By Brennan Atkins, Editorial Staff
By Noah Barnes, Editorial Staff
“Parasite” deserves all the recognition it got.
We don’t always agree with the Oscar nominations and winners, over the last couple of years, we’ve actually been somewhat disappointed by their decisions.
Whether it’s a film that never got nominated we feel as if should’ve gotten recognition, such as “Waves” by Trey Edward Shults, or a film we feel as if shouldn’t have won, such as “Bohemian Rhapsody” winning Best Editing, sometimes the Oscars leaves us wanting more.
However, one thing that we will never do is crawl to Twitter to vehemently attack other people’s opinions – If you enjoy a film, you should be allowed to do so openly without people belittling your views.
Unfortunately, This seems to be the case all over Twitter and Youtube when it comes to Bong Joon Ho’s “Parasite,” which got the Oscars’ for Best Foreign Language film, Best Original Screenplay, and the main topic of debate – Best Picture.
Parasite is an excellent film – We are aware that if the movie didn’t get as much attention with American audiences as it did, the Academy would have likely ignored it for Best Picture. But the proof is in the pudding, and it did extremely well in the American box office for a foreign film, grossing at $35 million.
Boon Jong Ho got recognized at the Cannes International Film Festival with the Palme d’Or, a Golden Globe for Best Foreign Language film, and won best international independent film at the British independent film awards. It’s even getting added to the Criterion Collection, which for many directors, is a dream come true.
So then why is Bong Joon Ho facing so much resistance for winning Best Picture at the Oscars.
Similar to how they ruin anything they touch, one huge problem emerging from Twitter are blatant racists. If you don’t want to read, sure, but it crosses the line of criticism when you legitimately say it’s less of a film if it’s in a different language.
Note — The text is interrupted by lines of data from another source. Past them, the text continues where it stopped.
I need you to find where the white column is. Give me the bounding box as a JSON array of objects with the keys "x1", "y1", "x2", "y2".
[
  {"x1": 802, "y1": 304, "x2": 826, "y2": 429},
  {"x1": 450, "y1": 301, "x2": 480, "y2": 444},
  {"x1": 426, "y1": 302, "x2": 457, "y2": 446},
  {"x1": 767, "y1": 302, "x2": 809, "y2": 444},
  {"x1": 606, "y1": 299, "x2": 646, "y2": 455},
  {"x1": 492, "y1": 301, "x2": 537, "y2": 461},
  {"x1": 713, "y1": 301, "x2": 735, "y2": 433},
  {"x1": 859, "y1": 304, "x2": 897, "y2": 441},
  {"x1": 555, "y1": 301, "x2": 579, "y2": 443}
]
One viral tweet via @Millerstream writes “A man named Bong Joon Ho wins #Oscar for best original screenplay over Once Upon a Time in Hollywood and 1917. Acceptance speech was: ‘GREAT HONOR. THANK YOU.’ Then he proceeds to give the rest of his speech in Korean.
These people are the destruction of America.”
While he continued to backpedal after making that tweet, it created an outlet for many other racist comments to be circulated through the web via comments. We genuinely don’t understand why these people even watch the Oscars, as film is becoming more progressive every single day.
Another reason people are unhappy with “Parasite” is the fact that it won both Best Foreign Language film and Best Picture. Some believe that if it’s the best foreign film, it should be immediately disqualified from being nominated for best picture. While it’s true that a foreign film has never won Best Picture, this is something that happens almost every year with other categories.
Take Peter Farrelly’s “Green Book” for example, on top of winning Best Picture it also received the Oscars’ for Best Screenplay and Best supporting actor.
Why should some films be restricted to certain accolades while others aren’t?
Film, like many other art forms, can be enjoyed universally. Even without subtitles, one can appreciate certain elements in film such as cinematography, the actors’ physical acting, soundtracks and editing.
If you genuinely didn’t enjoy the writing from Boon Jong Ho, or the acting from Kang-ho Song, or any other element of the film, it’s absolutely fine to be dissapointed with it winning Best Picture. We wanted “The Lighthouse” to be nominated for Best Picture, and were surprised to see it only got nominated for Best Cinematography.
Admittedly, we were a bit upset by this – But we would never verbally attack someone for disagreeing with what we believe. If you like something that we reviewed as not particularly great, that doesn’t mean we think you’re wrong, we simply have different tastes.
Anyways, we couldn’t be happier that “Parasite” won, and it’s temporarily being brought back to theaters if you didn’t catch the chance to watch it.